La répression est très violente : des milliers de manifestants ont été tués ou arrêtés par les forces de sécurité, tandis que le gouvernement a restreint fortement l’accès à Internet et l’information.
Un changement interne plutôt qu’une intervention étrangère ?
De nombreux Iraniens et analystes estiment que le changement doit venir de l’intérieur, mené par le peuple iranien lui-même, sans intervention militaire externe. Mais des experts du Council on Foreign Relations (CFR) rappellent que les mouvements populaires en Iran ont souvent échoué par le passé faute d’un leadership interne cohérent et crédible.
Antonio Giustozzi, chercheur au Royal United Services Institute (RUSI), souligne auprès de The Insider que même si des frappes militaires sont parfois évoquées, les forces de sécurité iraniennes restent solides et qu’une intervention extérieure ne suffirait pas à provoquer un changement sans divisions internes dans l’armée.
Les manifestants peuvent être nombreux et déterminés, mais si personne ne coordonne les actions, ne représente officiellement le mouvement, ou ne formule de plan concret, le mouvement peut perdre son élan et être facilement réprimé par la République islamique d'Iran.
Elaborer un plan pour "les 100 premiers jours"
Figure emblématique de l’opposition iranienne, Reza Pahlavi, fils du dernier chah d’Iran, affirme que la République islamique est "au bord de l’effondrement" face aux manifestations de masse qui secouent le pays depuis fin décembre. Lors d’une conférence de presse à Washington, il s’est dit convaincu que la chute du régime n’était plus qu’une question de temps.
Exilé aux États-Unis depuis la révolution de 1979, Reza Pahlavi assure être prêt à conduire une transition démocratique en Iran.
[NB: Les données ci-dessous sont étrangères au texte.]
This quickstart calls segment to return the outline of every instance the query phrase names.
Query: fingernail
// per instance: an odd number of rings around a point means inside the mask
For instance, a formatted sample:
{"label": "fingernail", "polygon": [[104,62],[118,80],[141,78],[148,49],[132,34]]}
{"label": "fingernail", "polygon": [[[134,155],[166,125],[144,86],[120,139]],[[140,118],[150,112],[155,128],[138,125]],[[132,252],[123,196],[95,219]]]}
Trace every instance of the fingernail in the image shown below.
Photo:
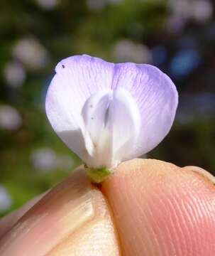
{"label": "fingernail", "polygon": [[1,256],[40,256],[94,217],[94,192],[77,171],[48,193],[0,242]]}

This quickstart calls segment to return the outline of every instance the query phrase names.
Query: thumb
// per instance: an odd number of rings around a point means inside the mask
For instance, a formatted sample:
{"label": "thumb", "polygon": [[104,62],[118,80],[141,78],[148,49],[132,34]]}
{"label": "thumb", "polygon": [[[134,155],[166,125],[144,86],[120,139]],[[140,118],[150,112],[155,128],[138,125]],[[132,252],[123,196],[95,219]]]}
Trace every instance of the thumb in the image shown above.
{"label": "thumb", "polygon": [[121,164],[101,187],[123,255],[214,255],[215,187],[192,168],[157,160]]}

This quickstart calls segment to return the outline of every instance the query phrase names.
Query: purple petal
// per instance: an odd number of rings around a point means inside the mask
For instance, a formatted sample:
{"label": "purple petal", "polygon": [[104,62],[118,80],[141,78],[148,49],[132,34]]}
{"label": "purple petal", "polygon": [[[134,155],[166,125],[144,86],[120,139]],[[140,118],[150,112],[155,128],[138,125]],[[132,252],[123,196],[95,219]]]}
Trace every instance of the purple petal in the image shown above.
{"label": "purple petal", "polygon": [[111,87],[114,63],[88,55],[69,57],[56,66],[45,109],[58,136],[83,160],[87,154],[80,130],[82,108],[96,92]]}
{"label": "purple petal", "polygon": [[150,151],[169,132],[178,95],[170,78],[150,65],[116,64],[112,88],[121,87],[130,92],[141,115],[141,131],[133,158]]}

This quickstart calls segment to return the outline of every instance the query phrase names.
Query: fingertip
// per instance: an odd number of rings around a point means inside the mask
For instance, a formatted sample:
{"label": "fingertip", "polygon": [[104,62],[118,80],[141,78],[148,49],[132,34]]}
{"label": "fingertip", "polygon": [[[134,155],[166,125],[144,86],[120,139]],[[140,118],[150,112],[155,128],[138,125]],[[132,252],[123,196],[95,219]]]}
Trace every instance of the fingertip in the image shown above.
{"label": "fingertip", "polygon": [[101,191],[112,208],[123,255],[214,252],[214,189],[193,172],[135,159],[120,165]]}

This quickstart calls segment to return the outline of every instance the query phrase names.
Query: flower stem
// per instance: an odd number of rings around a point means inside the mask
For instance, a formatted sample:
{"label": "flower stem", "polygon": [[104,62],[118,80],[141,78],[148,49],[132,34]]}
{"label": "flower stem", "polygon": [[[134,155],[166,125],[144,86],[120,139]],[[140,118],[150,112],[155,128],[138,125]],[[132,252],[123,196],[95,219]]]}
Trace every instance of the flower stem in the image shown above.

Il affirme avoir élaboré un plan pour "les 100 premiers jours" suivant la chute du régime, ainsi qu’un projet de reconstruction et de stabilisation à long terme, incluant une normalisation des relations avec Israël.
L’ancien prince héritier a également appelé à des frappes "chirurgicales" contre les Gardiens de la révolution, tout en se présentant comme le seul capable de garantir une transition stable. "Je vais retourner en Iran", a-t-il déclaré, affirmant répondre à l’appel de ses compatriotes.
Son nom est de plus en plus présent dans les manifestations, où le slogan "Pahlavi bar migarde" ("Pahlavi va revenir") est régulièrement scandé. Toutefois, Reza Pahlavi demeure une figure clivante, y compris au sein d’une opposition iranienne profondément divisée, et il répète ne pas revendiquer le trône.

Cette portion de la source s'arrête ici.